How to fix broken internal links
When a visitor clicks on a link on your website and lands on a missing page, it’s considered a broken internal link. Several potential causes for a broken link include page deletion, page relocation, and incorrect URLs. The frustration caused by broken internal links is enough for some visitors to decide they’d rather bounce to the next website and not return. Broken internal links can also have a negative impact on your website’s SEO.
As long as you can identify broken internal links and know how to fix them there’s little to worry about.
In regards to SEO, internal links are crucial for helping search engines comprehend your site’s structure. Internal links also aid visitors in navigating your site and locating the content they’re trying to find.
Google has stated that the structure of your site’s internal links is a significant ranking factor, so clearly they’re an important aspect of your website. Based on what Google has said, if you aren’t checking the internal links on your site you could be losing out on search engine traffic.
You could manually test every one of your internal links, but that’s rather time-consuming and there’s a good chance you’ll overlook a link or two. If you have to do a manual audit the XML sitemap can be used to view your entire website’s link structure and speed up the process. The better option for figuring out if you have broken internal links is to use a specialized website analysis tool.
Evisio is designed to help website owners analyze a number of technical SEO elements, including broken internal links. After performing an automated check, evisio will send an alert if any issue such as a broken link is found. It’s literally the easiest way to discover broken internal links.
If you have just reorganized your website, some of your links may still take visitors to the previous location of the page. You can use a tool like Screaming Frog to verify that’s the case. Simply type in your website URL to check. Once the tool has finished its crawl, it will produce a list of all the internal links on your website. The list can be downloaded as a CSV file for further use. But again, this is mostly a manual process that can take time.

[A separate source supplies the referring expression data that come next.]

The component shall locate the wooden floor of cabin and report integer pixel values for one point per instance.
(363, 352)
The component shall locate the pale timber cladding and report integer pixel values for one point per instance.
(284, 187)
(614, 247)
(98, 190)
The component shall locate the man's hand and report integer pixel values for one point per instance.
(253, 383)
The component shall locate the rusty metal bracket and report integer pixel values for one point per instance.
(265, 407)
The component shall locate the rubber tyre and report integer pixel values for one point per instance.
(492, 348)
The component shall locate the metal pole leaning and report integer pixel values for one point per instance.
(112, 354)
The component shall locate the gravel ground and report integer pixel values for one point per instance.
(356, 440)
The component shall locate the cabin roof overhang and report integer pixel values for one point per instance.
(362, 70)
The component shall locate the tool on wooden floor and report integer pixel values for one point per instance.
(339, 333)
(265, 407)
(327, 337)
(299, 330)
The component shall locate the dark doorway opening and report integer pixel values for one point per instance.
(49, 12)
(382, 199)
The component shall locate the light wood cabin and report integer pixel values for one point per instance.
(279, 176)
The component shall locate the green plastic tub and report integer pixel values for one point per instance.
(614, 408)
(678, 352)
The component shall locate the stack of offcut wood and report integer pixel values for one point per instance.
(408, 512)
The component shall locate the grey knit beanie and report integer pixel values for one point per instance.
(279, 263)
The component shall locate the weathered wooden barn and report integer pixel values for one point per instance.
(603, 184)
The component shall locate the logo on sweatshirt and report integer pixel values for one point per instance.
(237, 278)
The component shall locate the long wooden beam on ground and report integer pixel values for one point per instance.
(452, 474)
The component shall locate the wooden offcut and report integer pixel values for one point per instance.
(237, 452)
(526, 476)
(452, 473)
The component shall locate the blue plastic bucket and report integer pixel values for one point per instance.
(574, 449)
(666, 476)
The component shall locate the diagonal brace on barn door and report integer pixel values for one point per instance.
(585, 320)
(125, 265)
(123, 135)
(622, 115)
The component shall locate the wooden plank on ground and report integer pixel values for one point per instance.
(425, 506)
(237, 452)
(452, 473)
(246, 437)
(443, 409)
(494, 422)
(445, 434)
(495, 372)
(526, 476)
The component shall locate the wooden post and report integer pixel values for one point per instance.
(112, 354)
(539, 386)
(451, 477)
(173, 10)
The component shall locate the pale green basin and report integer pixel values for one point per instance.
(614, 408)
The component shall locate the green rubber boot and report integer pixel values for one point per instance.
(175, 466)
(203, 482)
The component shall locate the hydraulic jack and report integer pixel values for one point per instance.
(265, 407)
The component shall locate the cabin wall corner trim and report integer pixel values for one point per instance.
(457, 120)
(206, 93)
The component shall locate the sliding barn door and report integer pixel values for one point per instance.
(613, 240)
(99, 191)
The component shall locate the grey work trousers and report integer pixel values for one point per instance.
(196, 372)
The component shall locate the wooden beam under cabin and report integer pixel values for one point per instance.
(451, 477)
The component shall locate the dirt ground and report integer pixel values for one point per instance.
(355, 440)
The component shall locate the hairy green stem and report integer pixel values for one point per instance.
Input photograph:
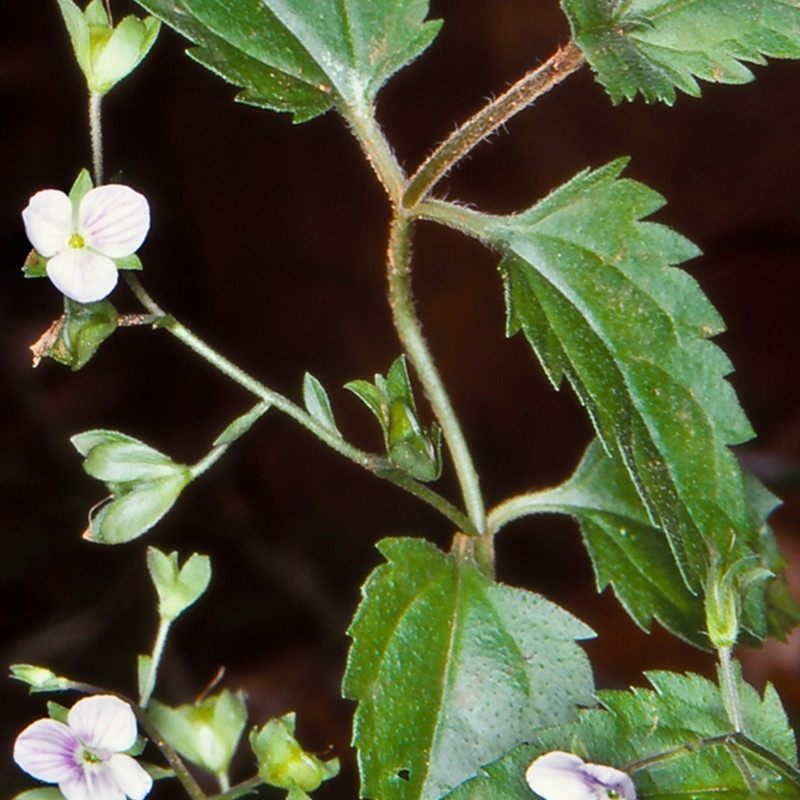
(375, 464)
(96, 135)
(410, 332)
(523, 93)
(149, 684)
(730, 691)
(378, 152)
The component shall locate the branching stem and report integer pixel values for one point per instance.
(373, 463)
(410, 332)
(523, 93)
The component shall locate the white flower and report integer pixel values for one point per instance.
(80, 243)
(86, 757)
(564, 776)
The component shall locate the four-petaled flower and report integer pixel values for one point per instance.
(564, 776)
(81, 241)
(86, 757)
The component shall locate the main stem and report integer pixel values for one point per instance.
(410, 332)
(523, 93)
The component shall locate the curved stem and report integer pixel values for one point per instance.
(375, 464)
(378, 152)
(155, 661)
(523, 93)
(96, 135)
(410, 333)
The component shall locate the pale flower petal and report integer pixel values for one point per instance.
(48, 221)
(131, 776)
(46, 750)
(114, 220)
(82, 275)
(94, 782)
(103, 723)
(564, 776)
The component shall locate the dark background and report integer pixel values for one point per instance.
(268, 240)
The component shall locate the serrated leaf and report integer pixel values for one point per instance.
(683, 722)
(317, 403)
(657, 46)
(627, 552)
(682, 710)
(595, 293)
(451, 670)
(633, 557)
(302, 56)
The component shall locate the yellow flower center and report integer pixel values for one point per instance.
(76, 242)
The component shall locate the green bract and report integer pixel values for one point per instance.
(177, 587)
(302, 56)
(410, 447)
(282, 762)
(143, 484)
(208, 732)
(106, 54)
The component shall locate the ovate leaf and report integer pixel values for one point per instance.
(302, 56)
(451, 670)
(675, 740)
(593, 289)
(657, 46)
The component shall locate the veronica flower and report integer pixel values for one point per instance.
(564, 776)
(86, 757)
(80, 241)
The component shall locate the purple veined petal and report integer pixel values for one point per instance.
(48, 221)
(84, 277)
(114, 220)
(130, 776)
(47, 750)
(559, 776)
(95, 782)
(104, 723)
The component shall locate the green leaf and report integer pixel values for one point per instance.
(451, 670)
(177, 586)
(317, 403)
(302, 56)
(634, 557)
(207, 732)
(682, 726)
(595, 293)
(77, 334)
(627, 552)
(656, 46)
(144, 484)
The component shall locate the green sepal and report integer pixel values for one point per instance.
(39, 679)
(283, 763)
(653, 48)
(411, 448)
(451, 670)
(177, 586)
(318, 404)
(207, 732)
(77, 334)
(144, 484)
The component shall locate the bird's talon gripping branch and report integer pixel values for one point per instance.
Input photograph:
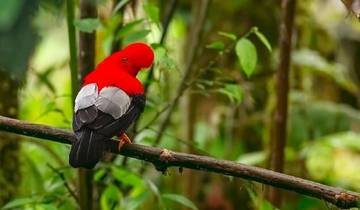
(123, 139)
(165, 155)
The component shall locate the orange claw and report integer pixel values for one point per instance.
(124, 139)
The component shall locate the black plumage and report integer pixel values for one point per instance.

Using Google Analytics to Optimize Internal Links
Google Analytics reporting can help you prioritize which links to remove and can show you which links are clicked the most. If you put in the time to prioritize these activities, you can reduce the workload of monitoring internal links.
Here is a Google Analytics report to find broken links:
Follow Google’s basic instructions to detect and fix all of the broken internal links on your site. As a result, your site’s search engine optimization (SEO) will boost your visitors’ satisfaction and improve rankings. However, this is once again a manual process that will need to be done regularly to monitor links and detect when they’re broken.
This strategy is most useful for sites that get a lot of traffic to just a handful of pages instead of thousands of pages.
If you have discovered broken internal links on your website, the next step is to fix them. Possible solutions include:
- Redirecting the link: Link redirection involves changing the destination of an existing link so that it goes to a different page if the target page has been moved. This will prevent users from landing on the wrong page and won’t hurt your website’s search engine rankings.
- Updating the link: If the link is incorrect or the URL contains a typo, you can change it to refer to the proper location. Doing so with any and all broken links will boost your website’s search engine optimization.
Removing the link: In some cases, removing a broken link is the best option. The linked page may have been removed and is therefore no longer accessible, which is the most common reason for removing broken links.